Purpose : The time spent using smart devices is constantly increasing, particularly in recent times. Using smart devices for a long time with an incorrect posture may lead to cerebral palsy (CP), instability, and abnormal muscle tone. Therefore, we aimed to investigate the relationships among cervical instability, deep neck flexor (DNF) activity, range of motion (ROM), and muscle tonus. Methods : Fifty subjects with CP participated in this study, and they were physiotherapists at W Hospital in Daejeon. Those who voluntarily participated in the research were selected as candidates who fulfilled the selection criteria. According to an instability test, 25 subjects were assigned to the instability and control groups. All subjects first underwent the instability test to be allocated to the appropriate group. Those in the instability group tested positive on the instability test. The Neck Disability Index (NDI), ROM, muscle tone, and DNF activity were measured to evaluate their relationships. The DNF strength and endurance were measured using a cranio-cervical flexion test.
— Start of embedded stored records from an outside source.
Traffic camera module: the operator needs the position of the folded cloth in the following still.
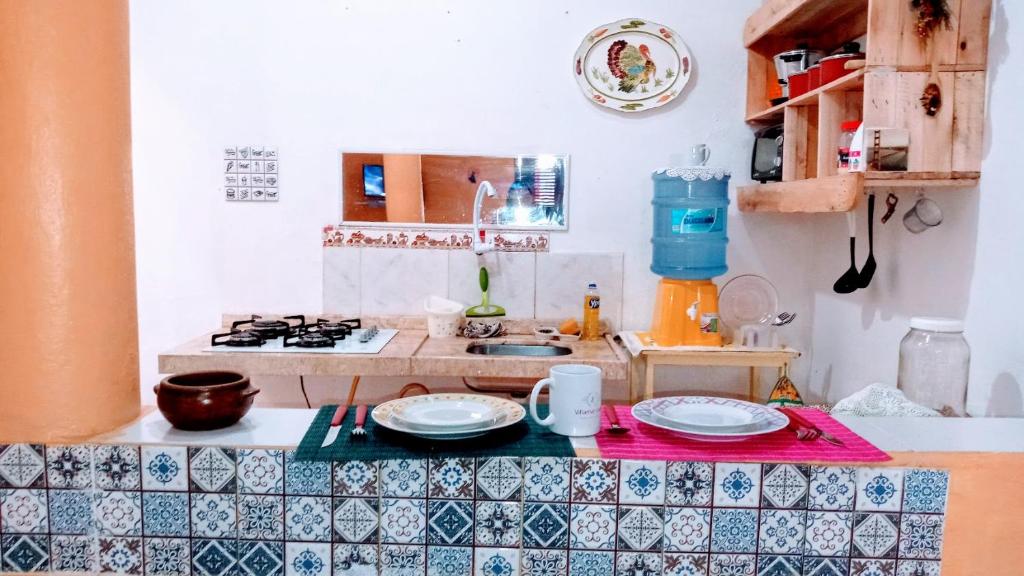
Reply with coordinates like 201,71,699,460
831,384,941,416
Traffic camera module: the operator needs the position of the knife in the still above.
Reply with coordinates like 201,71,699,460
778,408,846,447
321,405,348,448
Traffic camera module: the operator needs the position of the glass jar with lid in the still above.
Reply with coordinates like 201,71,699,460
896,317,971,416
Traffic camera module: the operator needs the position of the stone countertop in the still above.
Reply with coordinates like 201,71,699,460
159,329,629,380
91,408,1024,457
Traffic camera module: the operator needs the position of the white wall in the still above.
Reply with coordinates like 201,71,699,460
131,0,1024,410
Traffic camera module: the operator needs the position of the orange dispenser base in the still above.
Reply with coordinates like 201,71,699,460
650,278,722,346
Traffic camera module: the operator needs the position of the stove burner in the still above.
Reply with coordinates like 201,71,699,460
210,330,266,347
283,329,335,348
231,314,306,340
311,318,362,340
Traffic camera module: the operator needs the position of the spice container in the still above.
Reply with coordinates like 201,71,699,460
896,318,971,416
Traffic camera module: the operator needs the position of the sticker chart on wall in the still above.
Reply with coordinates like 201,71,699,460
223,146,281,202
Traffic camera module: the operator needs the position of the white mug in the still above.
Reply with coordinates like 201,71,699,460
529,364,601,436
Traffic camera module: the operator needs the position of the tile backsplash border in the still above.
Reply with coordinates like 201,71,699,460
323,224,551,252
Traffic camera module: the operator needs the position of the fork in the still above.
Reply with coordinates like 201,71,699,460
352,404,367,436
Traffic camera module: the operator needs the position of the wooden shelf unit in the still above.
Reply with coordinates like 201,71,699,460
739,0,991,213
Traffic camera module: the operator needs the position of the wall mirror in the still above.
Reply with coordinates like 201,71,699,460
340,152,568,230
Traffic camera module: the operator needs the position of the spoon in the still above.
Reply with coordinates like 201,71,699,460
833,211,860,294
860,194,879,288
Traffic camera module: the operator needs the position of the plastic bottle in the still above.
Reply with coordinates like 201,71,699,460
581,282,601,340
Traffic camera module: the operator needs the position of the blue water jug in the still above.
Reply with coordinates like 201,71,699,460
650,166,729,280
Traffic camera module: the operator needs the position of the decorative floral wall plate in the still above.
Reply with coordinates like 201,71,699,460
572,18,692,112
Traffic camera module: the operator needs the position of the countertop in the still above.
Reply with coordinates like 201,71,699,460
92,408,1024,455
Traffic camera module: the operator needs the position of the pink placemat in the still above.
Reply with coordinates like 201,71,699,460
596,406,891,462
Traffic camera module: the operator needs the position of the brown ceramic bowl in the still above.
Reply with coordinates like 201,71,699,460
153,371,259,430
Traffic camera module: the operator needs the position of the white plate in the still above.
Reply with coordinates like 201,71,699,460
632,396,790,442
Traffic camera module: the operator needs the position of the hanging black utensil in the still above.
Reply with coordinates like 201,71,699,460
860,194,879,288
833,211,860,294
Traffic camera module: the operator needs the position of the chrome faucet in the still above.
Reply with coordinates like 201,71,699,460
473,180,498,251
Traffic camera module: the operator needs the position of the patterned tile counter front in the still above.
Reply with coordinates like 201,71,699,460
0,444,948,576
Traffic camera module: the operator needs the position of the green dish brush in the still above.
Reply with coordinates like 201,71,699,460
466,266,505,318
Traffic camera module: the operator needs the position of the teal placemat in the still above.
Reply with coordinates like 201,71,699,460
296,405,575,461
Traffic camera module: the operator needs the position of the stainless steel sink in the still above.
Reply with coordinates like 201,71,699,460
466,344,572,356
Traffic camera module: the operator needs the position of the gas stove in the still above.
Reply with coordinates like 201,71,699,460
205,315,398,354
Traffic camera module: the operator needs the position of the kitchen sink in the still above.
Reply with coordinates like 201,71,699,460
466,344,572,356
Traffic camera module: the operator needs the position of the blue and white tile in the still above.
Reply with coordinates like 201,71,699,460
711,508,758,553
758,554,798,576
189,493,239,538
665,462,715,506
92,491,142,536
615,552,662,576
47,490,95,536
427,458,475,500
0,444,46,488
897,560,942,576
99,537,144,574
380,498,427,544
473,548,520,576
855,468,903,512
570,458,618,504
618,460,666,505
758,509,807,554
0,534,50,573
379,544,427,576
804,511,853,557
191,538,239,576
761,464,808,508
334,498,380,544
236,448,285,494
853,512,899,559
903,468,949,513
427,546,473,576
474,501,522,545
334,544,377,576
569,504,617,545
522,457,571,502
142,446,188,492
617,506,665,551
285,542,331,576
427,500,473,546
238,540,285,576
46,444,92,490
285,451,331,496
142,538,191,576
662,553,712,576
709,554,758,576
188,446,238,493
285,496,333,542
380,459,427,498
92,444,142,490
665,506,711,552
804,558,850,576
50,536,99,573
899,513,945,560
334,460,380,498
522,502,569,548
238,494,285,540
715,462,761,508
569,550,615,576
807,466,857,510
476,456,522,500
142,492,189,538
850,558,897,576
522,549,569,576
0,488,48,534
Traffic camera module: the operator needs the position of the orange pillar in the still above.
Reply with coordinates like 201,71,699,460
0,0,139,443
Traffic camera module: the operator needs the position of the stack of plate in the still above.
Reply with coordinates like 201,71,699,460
370,394,526,440
633,396,790,442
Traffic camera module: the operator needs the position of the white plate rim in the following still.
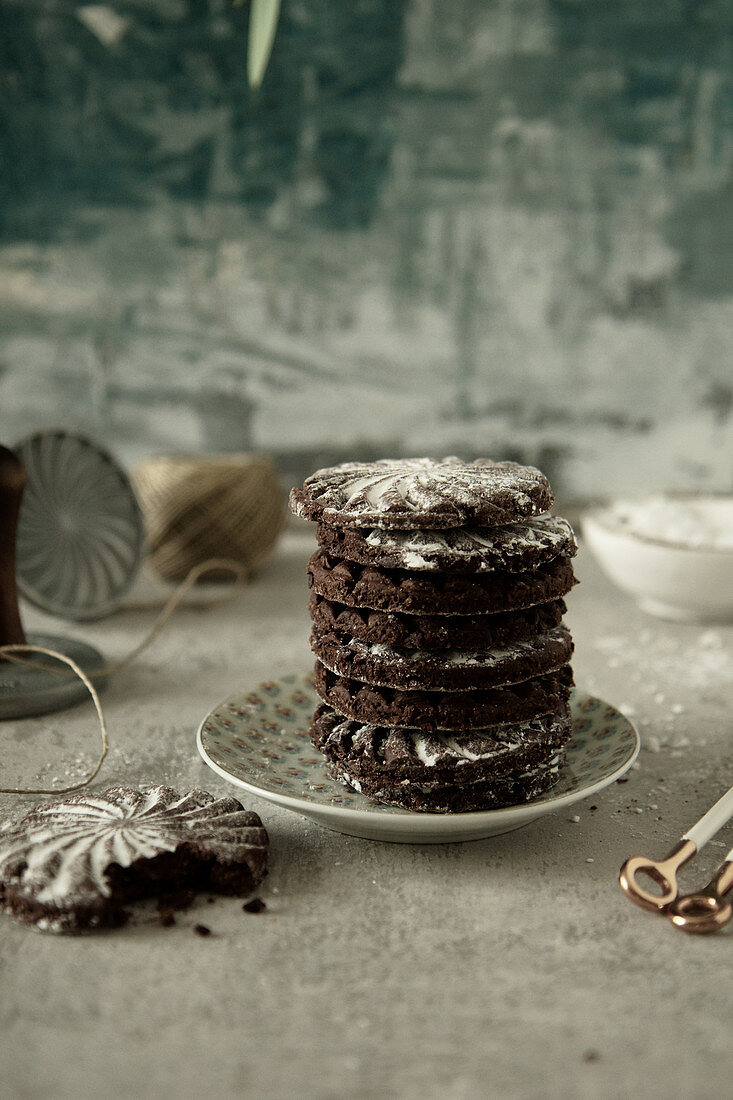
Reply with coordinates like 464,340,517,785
196,678,642,835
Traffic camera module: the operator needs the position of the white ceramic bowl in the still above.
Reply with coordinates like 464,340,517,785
581,494,733,623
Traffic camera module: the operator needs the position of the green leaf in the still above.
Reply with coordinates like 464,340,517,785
247,0,281,88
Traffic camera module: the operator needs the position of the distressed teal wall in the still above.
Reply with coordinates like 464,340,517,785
0,0,733,496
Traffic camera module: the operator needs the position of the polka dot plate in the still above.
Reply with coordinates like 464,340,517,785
197,674,639,844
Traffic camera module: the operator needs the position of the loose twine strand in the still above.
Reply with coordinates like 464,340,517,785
0,558,247,794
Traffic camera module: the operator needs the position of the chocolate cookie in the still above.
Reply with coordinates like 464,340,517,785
291,458,554,530
317,516,578,573
307,550,576,615
315,661,572,730
310,703,572,785
326,749,565,814
308,592,567,650
0,787,267,932
310,626,572,692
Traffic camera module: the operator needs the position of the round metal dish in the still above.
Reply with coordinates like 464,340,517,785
15,431,144,620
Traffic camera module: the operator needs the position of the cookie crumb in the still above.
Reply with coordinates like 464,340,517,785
242,898,267,913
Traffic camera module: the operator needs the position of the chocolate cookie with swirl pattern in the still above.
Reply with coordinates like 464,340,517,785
291,455,554,530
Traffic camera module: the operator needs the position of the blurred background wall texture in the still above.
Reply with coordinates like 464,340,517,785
0,0,733,499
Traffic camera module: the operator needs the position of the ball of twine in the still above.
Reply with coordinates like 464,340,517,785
132,454,285,581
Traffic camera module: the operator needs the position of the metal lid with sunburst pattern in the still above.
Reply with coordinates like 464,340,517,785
15,430,144,620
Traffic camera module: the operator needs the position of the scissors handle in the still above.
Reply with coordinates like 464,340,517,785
619,836,698,913
667,851,733,932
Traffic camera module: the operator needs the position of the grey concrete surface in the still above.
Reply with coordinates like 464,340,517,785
0,534,733,1100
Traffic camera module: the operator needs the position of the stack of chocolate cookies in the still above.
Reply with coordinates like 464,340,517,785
291,458,577,813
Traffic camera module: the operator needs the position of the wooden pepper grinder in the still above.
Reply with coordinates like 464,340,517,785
0,446,105,719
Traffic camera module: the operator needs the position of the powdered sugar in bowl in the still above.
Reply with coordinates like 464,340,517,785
582,494,733,623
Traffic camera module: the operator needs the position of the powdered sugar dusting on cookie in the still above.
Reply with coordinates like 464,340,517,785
356,515,578,572
0,787,265,923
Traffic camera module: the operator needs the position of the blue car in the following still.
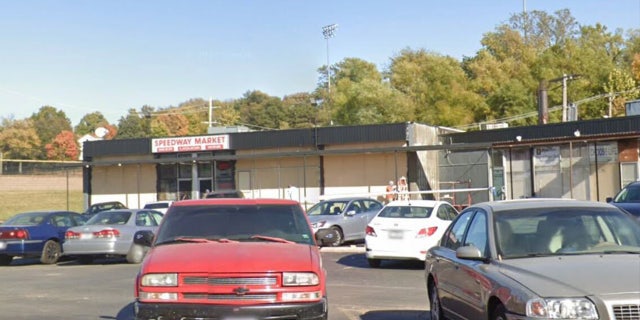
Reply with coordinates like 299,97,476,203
607,181,640,221
0,211,85,266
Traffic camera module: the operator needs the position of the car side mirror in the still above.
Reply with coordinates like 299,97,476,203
133,230,155,247
456,246,486,260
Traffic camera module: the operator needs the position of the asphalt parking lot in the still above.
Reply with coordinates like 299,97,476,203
0,244,429,320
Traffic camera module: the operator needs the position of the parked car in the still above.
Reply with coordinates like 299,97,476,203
307,197,383,246
0,210,85,266
84,201,127,217
63,209,163,264
142,200,173,214
425,199,640,320
205,190,244,199
607,181,640,221
133,198,329,320
365,200,458,268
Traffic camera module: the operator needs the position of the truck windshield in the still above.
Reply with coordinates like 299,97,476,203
156,205,315,245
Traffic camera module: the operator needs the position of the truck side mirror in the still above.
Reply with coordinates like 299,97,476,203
133,230,154,247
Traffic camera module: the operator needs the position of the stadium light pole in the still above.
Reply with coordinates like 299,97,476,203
322,23,338,93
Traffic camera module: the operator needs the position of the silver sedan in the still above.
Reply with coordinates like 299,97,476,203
425,199,640,320
63,209,163,264
307,197,382,246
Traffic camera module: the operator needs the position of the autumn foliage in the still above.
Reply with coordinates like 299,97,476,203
45,130,80,161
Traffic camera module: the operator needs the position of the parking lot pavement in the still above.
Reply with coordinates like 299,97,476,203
320,243,365,253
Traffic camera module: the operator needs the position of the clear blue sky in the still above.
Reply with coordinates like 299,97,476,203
0,0,640,126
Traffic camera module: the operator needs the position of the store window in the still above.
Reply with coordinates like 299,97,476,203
157,153,236,200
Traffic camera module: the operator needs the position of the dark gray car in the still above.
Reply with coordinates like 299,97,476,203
425,199,640,320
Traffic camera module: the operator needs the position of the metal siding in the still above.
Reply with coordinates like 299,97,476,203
318,123,407,145
230,129,313,150
442,116,640,144
82,138,151,159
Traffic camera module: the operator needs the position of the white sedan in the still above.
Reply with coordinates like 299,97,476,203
365,200,458,268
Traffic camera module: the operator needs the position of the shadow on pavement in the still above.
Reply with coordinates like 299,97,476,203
337,253,424,270
360,310,431,320
108,302,133,320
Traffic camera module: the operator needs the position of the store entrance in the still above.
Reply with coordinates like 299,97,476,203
157,153,236,200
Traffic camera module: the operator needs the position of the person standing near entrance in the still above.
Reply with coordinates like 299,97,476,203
397,176,409,200
287,185,300,202
385,180,397,203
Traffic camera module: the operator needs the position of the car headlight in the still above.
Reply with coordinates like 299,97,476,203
140,273,178,287
282,272,320,286
311,221,327,229
527,298,598,320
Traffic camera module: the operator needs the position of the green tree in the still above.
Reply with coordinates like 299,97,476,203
31,106,72,159
282,92,318,128
151,110,189,137
389,49,484,126
74,111,109,136
0,119,42,160
116,106,154,139
45,130,80,161
600,69,638,117
235,91,289,129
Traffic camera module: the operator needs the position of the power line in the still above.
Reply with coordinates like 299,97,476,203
453,87,640,130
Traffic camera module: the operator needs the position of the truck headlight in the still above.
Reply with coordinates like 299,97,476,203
527,298,598,320
282,272,320,287
140,273,178,287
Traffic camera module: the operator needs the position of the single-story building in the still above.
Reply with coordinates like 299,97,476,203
83,116,640,208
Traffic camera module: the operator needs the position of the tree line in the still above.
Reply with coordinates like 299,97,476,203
0,9,640,160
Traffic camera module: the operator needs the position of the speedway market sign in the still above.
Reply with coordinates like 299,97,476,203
151,134,229,153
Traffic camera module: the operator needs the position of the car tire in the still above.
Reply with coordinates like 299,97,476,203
127,244,145,264
0,254,13,266
40,240,62,264
329,226,344,247
491,304,507,320
429,284,444,320
78,256,93,264
367,259,381,268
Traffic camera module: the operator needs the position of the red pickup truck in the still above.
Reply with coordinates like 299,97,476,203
134,198,329,320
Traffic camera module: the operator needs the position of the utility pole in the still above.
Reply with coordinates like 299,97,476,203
322,23,338,93
549,73,580,122
209,98,213,128
562,74,567,122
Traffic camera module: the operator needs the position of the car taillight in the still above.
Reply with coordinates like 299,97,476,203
364,226,378,237
0,229,29,240
64,231,80,239
416,227,438,238
93,229,120,238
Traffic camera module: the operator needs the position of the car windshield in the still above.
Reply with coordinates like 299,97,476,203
494,208,640,259
377,206,433,219
613,185,640,203
156,205,314,245
144,202,169,209
307,200,349,216
85,211,131,225
3,212,47,226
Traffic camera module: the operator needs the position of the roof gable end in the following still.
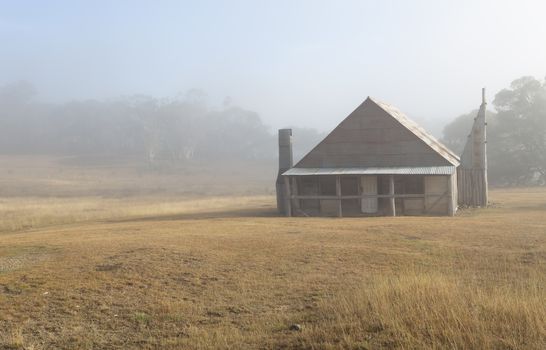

The upper trapezius (UT), sternocleidomastoid (SCM), and suboccipital (SO) muscle tones were measured using a contact soft tissue tone measuring instrument. The statistical significance level was set to .05. Results : There were significant differences in the flexion, extension, and rotation of the cervical ROM (CROM) between the two groups (p<.05). The SCM, UT, and SO muscle tones were significantly different between the two groups (p<.05). The DNF strength and endurance showed a significant difference between the two groups (p<.05). Conclusion : We found that there were significant increases in the CROM and muscle tone and decrease in the DNF strength and endurance in the instability group. This indicated that cervical instability is affected by the DNF strength and endurance. We may recommend DNF exercises in cases of cervical instability in clinical environments.